Soapbox time: I really hate when Thanksgiving is identified only by the threat political discord and the promise of tasteless, carbohydrate-ridden food, as if either of those are new things – we’ve been at it for years. Have you heard of Richard Nixon? Duh. Is stuffing an evil socialist construct of the last 10 years? Hardly. Haven’t we all gagged down Aunt So-and-So’s vegetable surprise? I bet yes. I’m calling out the endless tropes that have reduced Thanksgiving to a mandatory family meeting sandwiched between two flashier holidays. We’ve been duped. Many people (snort) have said there is a war on Christmas. That is utter nonsense, but Thanksgiving is apparently under actual threat. Heaven forbid we have a day of reflection and thanks for what we have, instead of complaining about what we don’t or scheming for what we want or holding our hands out for candy or a present. Gratitude as a quantifiable exercise is appalling to me. Count your blessings? How about welcome them, embrace them and fold them into your life. I now yield the floor to my Turkey Tet recipe:
- 12 oz spaghetti
- 3 cups leftover pulled turkey
- 5 Tbs butter, divided
- 2 Tbs flour
- 2 cups turkey or chicken broth, room temp
- 1 cup heavy cream or half and half, room temp
- 1 1/2 cup freshly grated Parmesan cheese, divided
- Pinch of fresh ground nutmeg
- 1 small onion, chopped
- 2 cloves garlic, minced
- at least 8oz mixed mushrooms, sliced
- 1/2 cup dry sherry
- salt & pepper to taste
Preheat over to 350°.
Cook spaghetti in salted water until just under al dente. Rinse with cold water to stop cooking, drain and set aside.

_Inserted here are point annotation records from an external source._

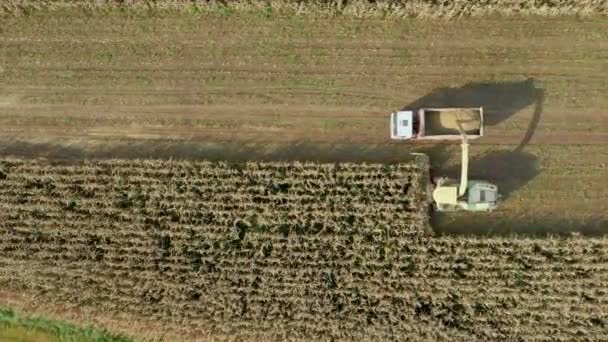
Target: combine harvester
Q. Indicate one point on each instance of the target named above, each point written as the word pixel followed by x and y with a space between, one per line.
pixel 449 124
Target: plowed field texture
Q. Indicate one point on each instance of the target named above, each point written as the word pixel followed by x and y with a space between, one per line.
pixel 286 210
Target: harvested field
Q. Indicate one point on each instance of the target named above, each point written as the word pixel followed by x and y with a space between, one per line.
pixel 367 9
pixel 247 250
pixel 230 86
pixel 444 123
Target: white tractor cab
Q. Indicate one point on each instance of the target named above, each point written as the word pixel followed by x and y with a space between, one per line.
pixel 449 124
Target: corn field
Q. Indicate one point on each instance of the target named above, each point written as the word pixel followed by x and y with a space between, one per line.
pixel 285 251
pixel 385 9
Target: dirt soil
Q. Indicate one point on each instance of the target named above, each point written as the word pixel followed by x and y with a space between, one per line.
pixel 75 86
pixel 78 86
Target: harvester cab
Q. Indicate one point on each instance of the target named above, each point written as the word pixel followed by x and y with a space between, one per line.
pixel 469 195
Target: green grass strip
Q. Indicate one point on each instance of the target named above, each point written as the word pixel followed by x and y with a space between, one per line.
pixel 18 327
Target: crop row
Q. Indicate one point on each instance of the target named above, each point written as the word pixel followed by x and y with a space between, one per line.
pixel 232 259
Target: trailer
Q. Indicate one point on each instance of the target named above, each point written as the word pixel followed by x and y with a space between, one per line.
pixel 437 124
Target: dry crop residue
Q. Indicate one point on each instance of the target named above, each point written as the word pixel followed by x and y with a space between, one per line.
pixel 283 250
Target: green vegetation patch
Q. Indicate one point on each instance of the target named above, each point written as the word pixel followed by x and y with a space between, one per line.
pixel 17 327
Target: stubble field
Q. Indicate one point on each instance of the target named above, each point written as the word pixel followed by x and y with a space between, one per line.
pixel 234 88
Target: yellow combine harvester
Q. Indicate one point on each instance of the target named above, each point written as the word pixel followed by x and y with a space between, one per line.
pixel 449 124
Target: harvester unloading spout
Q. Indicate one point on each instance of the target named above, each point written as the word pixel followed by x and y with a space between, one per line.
pixel 464 172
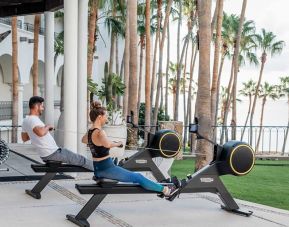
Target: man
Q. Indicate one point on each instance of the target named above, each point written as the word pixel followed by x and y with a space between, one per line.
pixel 35 130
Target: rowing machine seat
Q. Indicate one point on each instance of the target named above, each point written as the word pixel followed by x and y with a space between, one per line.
pixel 104 182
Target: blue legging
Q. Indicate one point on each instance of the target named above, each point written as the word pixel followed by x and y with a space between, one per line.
pixel 107 169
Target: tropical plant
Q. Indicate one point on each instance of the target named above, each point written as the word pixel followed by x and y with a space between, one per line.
pixel 266 91
pixel 35 75
pixel 283 89
pixel 268 45
pixel 203 111
pixel 247 48
pixel 15 79
pixel 248 90
pixel 160 69
pixel 218 40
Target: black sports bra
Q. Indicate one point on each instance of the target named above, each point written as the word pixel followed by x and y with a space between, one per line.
pixel 96 151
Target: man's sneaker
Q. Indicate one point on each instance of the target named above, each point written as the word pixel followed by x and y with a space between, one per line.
pixel 171 192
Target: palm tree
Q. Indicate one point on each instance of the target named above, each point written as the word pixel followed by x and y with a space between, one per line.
pixel 284 91
pixel 142 42
pixel 147 66
pixel 236 67
pixel 92 36
pixel 162 41
pixel 247 91
pixel 156 46
pixel 14 79
pixel 268 44
pixel 266 91
pixel 132 99
pixel 35 54
pixel 179 60
pixel 214 87
pixel 247 48
pixel 203 111
pixel 59 50
pixel 126 66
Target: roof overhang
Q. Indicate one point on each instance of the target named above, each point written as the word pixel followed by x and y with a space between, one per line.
pixel 24 7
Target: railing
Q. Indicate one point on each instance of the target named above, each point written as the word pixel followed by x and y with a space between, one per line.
pixel 25 26
pixel 6 109
pixel 8 21
pixel 6 132
pixel 30 27
pixel 272 140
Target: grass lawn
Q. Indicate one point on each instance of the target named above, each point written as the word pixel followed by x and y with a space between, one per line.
pixel 268 185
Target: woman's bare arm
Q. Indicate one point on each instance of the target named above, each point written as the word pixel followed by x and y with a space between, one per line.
pixel 84 139
pixel 101 139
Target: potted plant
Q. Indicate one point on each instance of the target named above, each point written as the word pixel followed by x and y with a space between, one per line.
pixel 112 87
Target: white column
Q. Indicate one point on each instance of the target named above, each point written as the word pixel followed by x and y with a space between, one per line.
pixel 20 110
pixel 49 68
pixel 82 74
pixel 70 73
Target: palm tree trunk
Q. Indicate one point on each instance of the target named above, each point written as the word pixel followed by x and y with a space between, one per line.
pixel 91 35
pixel 14 79
pixel 116 56
pixel 92 27
pixel 204 110
pixel 35 54
pixel 236 68
pixel 142 44
pixel 261 124
pixel 179 62
pixel 168 10
pixel 147 68
pixel 126 67
pixel 176 112
pixel 117 66
pixel 156 46
pixel 228 102
pixel 214 88
pixel 132 99
pixel 218 89
pixel 186 117
pixel 167 70
pixel 215 15
pixel 184 96
pixel 112 51
pixel 189 101
pixel 255 99
pixel 247 117
pixel 287 130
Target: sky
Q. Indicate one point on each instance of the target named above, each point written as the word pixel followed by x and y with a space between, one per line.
pixel 272 16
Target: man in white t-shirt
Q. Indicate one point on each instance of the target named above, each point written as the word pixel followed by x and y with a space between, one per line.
pixel 35 130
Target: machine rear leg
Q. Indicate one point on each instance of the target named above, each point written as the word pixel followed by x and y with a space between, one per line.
pixel 37 189
pixel 81 218
pixel 229 203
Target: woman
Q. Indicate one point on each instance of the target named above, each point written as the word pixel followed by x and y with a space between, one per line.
pixel 104 167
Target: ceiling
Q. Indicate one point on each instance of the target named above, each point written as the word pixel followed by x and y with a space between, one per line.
pixel 23 7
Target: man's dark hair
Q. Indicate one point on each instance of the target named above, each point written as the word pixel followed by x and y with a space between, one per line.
pixel 35 100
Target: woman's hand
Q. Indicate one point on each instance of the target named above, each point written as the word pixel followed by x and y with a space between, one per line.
pixel 118 144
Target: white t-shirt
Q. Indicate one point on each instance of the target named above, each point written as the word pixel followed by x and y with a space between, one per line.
pixel 45 145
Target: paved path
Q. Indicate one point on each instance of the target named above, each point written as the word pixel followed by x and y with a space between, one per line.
pixel 60 198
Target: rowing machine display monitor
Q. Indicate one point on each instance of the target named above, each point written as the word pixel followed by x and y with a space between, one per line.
pixel 193 128
pixel 165 143
pixel 234 157
pixel 4 153
pixel 237 158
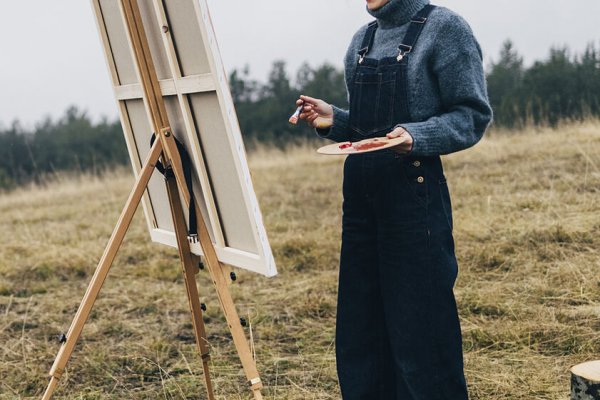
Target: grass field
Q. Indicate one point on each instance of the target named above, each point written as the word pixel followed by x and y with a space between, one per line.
pixel 527 228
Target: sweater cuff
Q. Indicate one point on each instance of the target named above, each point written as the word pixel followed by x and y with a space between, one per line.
pixel 424 138
pixel 339 131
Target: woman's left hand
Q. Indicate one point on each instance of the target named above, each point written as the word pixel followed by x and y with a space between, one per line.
pixel 406 145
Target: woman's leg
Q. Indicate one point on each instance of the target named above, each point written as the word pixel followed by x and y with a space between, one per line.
pixel 418 270
pixel 362 348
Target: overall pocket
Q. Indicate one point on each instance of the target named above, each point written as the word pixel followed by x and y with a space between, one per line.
pixel 446 202
pixel 372 102
pixel 416 181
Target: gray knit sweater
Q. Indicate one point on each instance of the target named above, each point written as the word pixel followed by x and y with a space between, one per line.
pixel 448 100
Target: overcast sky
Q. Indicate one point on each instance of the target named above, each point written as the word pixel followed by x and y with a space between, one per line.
pixel 50 55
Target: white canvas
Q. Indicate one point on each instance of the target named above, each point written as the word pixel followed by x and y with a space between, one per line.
pixel 202 116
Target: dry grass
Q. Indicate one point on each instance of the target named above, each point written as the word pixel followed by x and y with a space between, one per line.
pixel 527 227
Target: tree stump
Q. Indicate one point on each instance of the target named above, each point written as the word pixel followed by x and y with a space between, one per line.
pixel 585 381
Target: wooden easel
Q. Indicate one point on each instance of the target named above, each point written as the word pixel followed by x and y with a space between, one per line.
pixel 164 148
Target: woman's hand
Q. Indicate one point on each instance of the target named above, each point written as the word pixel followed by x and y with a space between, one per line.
pixel 316 112
pixel 406 145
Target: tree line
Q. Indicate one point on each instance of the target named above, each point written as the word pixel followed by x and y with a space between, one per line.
pixel 564 86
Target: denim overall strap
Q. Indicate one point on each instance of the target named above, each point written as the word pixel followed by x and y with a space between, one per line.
pixel 367 41
pixel 379 87
pixel 417 23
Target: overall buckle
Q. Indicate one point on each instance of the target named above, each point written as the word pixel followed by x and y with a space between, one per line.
pixel 404 50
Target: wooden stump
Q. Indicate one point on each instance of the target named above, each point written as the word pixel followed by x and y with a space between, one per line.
pixel 585 381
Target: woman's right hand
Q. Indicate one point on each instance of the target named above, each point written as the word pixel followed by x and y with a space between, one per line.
pixel 316 112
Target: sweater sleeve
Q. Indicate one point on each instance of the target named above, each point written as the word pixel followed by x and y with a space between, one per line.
pixel 341 131
pixel 465 113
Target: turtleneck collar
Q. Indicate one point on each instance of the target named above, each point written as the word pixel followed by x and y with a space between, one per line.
pixel 397 12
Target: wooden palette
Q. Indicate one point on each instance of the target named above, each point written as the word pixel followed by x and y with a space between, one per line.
pixel 363 146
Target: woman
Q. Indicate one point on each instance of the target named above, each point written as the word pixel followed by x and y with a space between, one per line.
pixel 415 72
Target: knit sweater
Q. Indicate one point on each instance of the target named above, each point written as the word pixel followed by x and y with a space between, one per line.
pixel 448 101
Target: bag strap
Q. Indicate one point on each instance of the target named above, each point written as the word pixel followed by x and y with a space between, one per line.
pixel 186 163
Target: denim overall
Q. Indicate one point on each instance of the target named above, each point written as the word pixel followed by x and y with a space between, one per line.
pixel 398 334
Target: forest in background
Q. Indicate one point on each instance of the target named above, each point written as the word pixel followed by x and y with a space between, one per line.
pixel 564 86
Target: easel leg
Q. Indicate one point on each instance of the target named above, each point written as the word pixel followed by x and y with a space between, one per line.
pixel 233 320
pixel 102 270
pixel 189 276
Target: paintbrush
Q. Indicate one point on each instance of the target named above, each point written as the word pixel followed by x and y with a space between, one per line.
pixel 294 118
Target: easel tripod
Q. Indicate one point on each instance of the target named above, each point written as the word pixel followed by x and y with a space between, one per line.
pixel 164 148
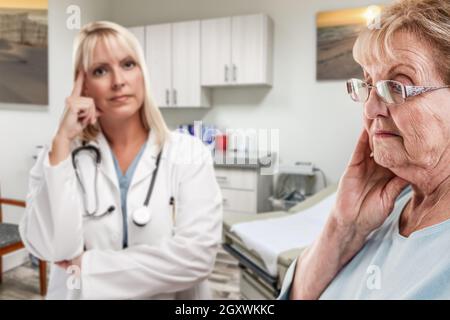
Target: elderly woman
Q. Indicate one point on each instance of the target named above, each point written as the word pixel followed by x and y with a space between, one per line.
pixel 375 246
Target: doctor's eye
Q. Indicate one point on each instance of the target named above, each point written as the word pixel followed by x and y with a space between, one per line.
pixel 129 64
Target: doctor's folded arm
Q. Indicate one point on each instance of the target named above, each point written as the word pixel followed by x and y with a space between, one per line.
pixel 121 206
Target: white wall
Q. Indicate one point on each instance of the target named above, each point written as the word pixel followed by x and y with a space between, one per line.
pixel 317 121
pixel 22 127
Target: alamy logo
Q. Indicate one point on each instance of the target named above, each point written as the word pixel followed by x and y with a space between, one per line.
pixel 373 281
pixel 74 278
pixel 73 22
pixel 373 17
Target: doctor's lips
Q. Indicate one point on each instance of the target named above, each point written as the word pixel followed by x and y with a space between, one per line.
pixel 121 98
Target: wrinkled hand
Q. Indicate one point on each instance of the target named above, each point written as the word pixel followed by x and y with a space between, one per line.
pixel 367 191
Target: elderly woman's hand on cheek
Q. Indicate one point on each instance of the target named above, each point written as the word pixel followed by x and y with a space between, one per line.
pixel 366 192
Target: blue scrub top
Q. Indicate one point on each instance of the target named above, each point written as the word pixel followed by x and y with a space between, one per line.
pixel 124 184
pixel 391 266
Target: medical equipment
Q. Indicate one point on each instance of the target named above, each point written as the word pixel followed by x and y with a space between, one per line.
pixel 257 280
pixel 140 216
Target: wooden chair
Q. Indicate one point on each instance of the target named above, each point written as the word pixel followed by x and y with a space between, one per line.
pixel 10 241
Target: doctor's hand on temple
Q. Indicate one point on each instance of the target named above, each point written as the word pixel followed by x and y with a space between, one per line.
pixel 79 112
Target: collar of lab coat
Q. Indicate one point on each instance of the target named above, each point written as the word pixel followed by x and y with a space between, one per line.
pixel 146 164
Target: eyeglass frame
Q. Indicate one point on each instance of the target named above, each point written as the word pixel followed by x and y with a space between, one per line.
pixel 407 91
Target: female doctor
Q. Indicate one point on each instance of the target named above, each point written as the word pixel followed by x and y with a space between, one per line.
pixel 125 208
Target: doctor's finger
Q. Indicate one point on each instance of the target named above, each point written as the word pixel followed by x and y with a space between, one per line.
pixel 78 85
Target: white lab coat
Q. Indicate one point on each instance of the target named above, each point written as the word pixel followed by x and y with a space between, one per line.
pixel 164 260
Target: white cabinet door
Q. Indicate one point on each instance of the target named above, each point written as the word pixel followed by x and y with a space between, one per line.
pixel 186 89
pixel 158 53
pixel 250 49
pixel 139 33
pixel 216 51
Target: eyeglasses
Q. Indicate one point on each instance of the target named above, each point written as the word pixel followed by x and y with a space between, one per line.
pixel 389 91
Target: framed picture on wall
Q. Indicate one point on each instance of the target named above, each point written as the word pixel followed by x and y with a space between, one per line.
pixel 336 34
pixel 24 52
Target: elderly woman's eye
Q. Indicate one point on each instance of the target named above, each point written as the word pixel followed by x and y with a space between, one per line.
pixel 404 79
pixel 129 64
pixel 98 72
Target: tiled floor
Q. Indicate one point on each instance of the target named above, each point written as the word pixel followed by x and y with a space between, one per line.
pixel 23 282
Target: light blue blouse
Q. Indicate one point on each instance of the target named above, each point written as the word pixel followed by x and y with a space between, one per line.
pixel 391 266
pixel 124 184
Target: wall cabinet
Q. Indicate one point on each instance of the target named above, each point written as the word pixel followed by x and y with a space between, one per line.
pixel 244 190
pixel 173 58
pixel 237 51
pixel 185 58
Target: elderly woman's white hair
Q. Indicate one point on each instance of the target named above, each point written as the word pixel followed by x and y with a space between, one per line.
pixel 84 47
pixel 428 20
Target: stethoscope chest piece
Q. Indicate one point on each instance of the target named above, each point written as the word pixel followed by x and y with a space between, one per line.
pixel 141 216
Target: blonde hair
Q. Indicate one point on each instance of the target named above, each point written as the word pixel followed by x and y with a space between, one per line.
pixel 84 47
pixel 427 20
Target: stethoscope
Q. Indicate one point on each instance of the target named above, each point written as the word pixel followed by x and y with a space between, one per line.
pixel 140 216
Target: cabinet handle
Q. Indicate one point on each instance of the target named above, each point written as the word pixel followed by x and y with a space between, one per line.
pixel 167 97
pixel 174 97
pixel 226 73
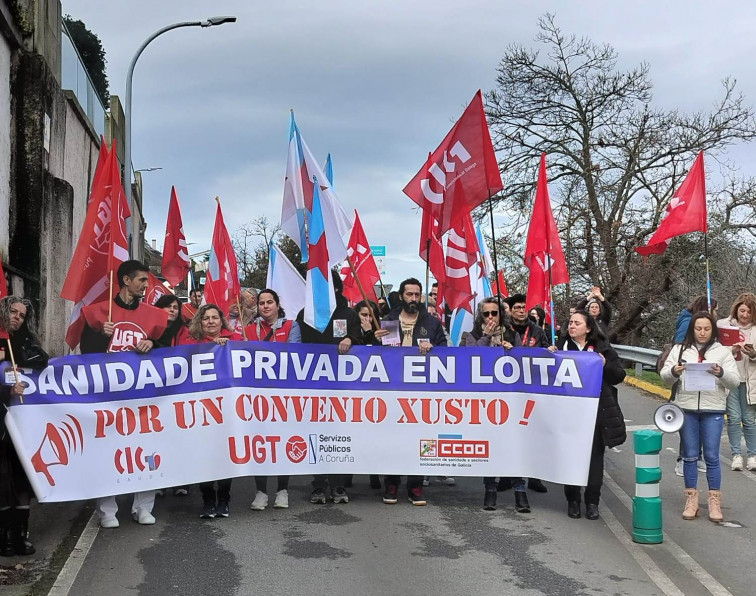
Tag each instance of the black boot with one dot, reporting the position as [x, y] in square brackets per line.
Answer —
[489, 499]
[521, 502]
[591, 511]
[573, 509]
[7, 549]
[22, 545]
[536, 485]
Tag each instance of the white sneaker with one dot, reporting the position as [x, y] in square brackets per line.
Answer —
[282, 499]
[260, 502]
[143, 517]
[109, 522]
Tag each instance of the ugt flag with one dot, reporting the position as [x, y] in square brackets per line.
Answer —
[222, 287]
[686, 211]
[543, 250]
[461, 173]
[175, 254]
[364, 266]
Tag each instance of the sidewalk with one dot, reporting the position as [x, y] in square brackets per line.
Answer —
[54, 529]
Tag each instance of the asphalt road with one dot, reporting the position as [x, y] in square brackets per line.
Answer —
[451, 546]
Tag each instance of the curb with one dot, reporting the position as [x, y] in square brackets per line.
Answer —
[646, 386]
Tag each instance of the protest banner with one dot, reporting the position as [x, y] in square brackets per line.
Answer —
[96, 425]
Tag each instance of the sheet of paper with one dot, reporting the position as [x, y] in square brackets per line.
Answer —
[392, 339]
[698, 378]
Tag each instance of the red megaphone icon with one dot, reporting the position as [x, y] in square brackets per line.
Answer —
[54, 451]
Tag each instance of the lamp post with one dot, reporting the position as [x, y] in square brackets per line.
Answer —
[212, 21]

Heat 2 Tbs of butter on medium-low in a medium saucepan. When melted, add flour and whisk until smooth and golden, about two minutes. Slowly add the 1 cup of cream and 1 cup of chicken broth, continuing to whisk until incorporated. It will take about 8 minutes to thicken, so whisk occasionally to prevent lumps. Add 1 cup grated parmesan cheese, stir to combine and adjust salt. Dust with fresh nutmeg to taste. Remove from heat.
In a large skillet, heat 2 Tbs butter on medium. When melted and bubbling, add chopped onion and sauté until soft and just beginning to brown. Add garlic and sliced mushrooms and cook until tender. Season generously with black pepper. Deglaze the skillet with sherry. We like lots.
Add the shredded pulled turkey and white sauce to the mushroom mixture and toss gently to combine.
Fold in the reserved noodles. If the sauce seems too thick, add stock 1/4 cup at a time until creamy but still fluid. The noodles will want to soak up some of that liquid. I kept mine in the carbon steel skillet but you can transfer to a pretty 9 X 13″ greased casserole dish if you prefer. But then you have a casserole, so…
Top with remaining Parmesan cheese, slivered almonds and panko. Dot with 1 Tbs butter, bake for 20 minutes and serve hot with a big green salad and a self-satisfied smirk.